68 IPP JA: I agree with Sheller JA.
69 At about 1.00 am on 25 October 1999 Mr Parsons, while intoxicated, fell while walking on the footpath in Alison Road, Randwick. The Randwick Municipal Council was responsible for the care and control of the footpath.
70 Mr Parsons' fall was at least partly caused by a large hole in the footpath into which Mr Parsons stepped.
71 In daylight, the hole would have been obvious to any reasonable user of the footpath.
72 Whether the hole would have been equally obvious in the hours of darkness depended upon the state of the lighting in the vicinity of the hole.
73 The state of the lighting was crucial to the success or otherwise of Mr Parsons. The reason for this appears from the following remarks of Gaudron, McHugh and Gummow JJ in Brodie v Singleton Shire Council; Ghantous v Hawkesbury City Council (2001) 206 CLR 512 at 581:
"The formulation of the duty in terms which require that a road be safe not in all circumstances but for users exercising reasonable care for their own safety is even more important where, as in Ghantous, the plaintiff was a pedestrian. In general, such persons are more able to see and avoid imperfections in a road surface. It is the nature of walking in the outdoors that the ground may not be as even, flat or smooth as other surfaces. As Callinan J points out in his reasons in Ghantous , persons ordinarily will be expected to exercise sufficient care by looking where they are going and perceiving and avoiding obvious hazards, such as uneven paving stones, tree roots or holes. Of course, some allowance must be made for inadvertence. Certain dangers may not readily be perceived because of inadequate lighting … in such circumstances, there may be a foreseeable risk of harm even to persons taking reasonable care for their own safety".
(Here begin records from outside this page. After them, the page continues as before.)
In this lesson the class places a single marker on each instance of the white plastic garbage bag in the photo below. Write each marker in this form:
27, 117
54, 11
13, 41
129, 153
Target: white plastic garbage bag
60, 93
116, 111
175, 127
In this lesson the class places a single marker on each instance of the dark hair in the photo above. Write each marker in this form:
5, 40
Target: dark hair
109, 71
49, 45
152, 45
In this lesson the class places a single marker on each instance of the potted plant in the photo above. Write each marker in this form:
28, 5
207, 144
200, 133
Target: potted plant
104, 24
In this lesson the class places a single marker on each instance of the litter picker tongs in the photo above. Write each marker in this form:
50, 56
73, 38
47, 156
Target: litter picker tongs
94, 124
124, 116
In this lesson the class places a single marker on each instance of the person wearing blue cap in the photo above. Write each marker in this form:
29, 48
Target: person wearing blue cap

74 These remarks distinguish between "inadvertence" on the one hand and "taking reasonable care" on the other. On this authority, "highway authorities" owe no duty of care to persons who do not exercise reasonable care for their own safety, although they do owe reasonable care to those who may merely be inadvertent.
75 Callinan J (to whose reasons Gaudron, McHugh and Gummow JJ referred at 581) said at 639:
"The world is not a level playing field. It is not unreasonable to expect that people will see in broad daylight what lies ahead of them in the ordinary course as they walk along. No special vigilance is required for this".
76 How this approach sits with cases such as March v Stramare Pty Limited (1991) 171 CLR 506, is not clear.
77 In March v Stramare Pty Limited Deane J (with whom Gaudron J agreed) said (at 520) that the duty of care of road users was:
"not confined to persons who were careful and sober but extended to all foreseeable users of the road, including bad and inattentive drivers and those whose faculties were impaired either naturally or by reason of the effect of alcohol".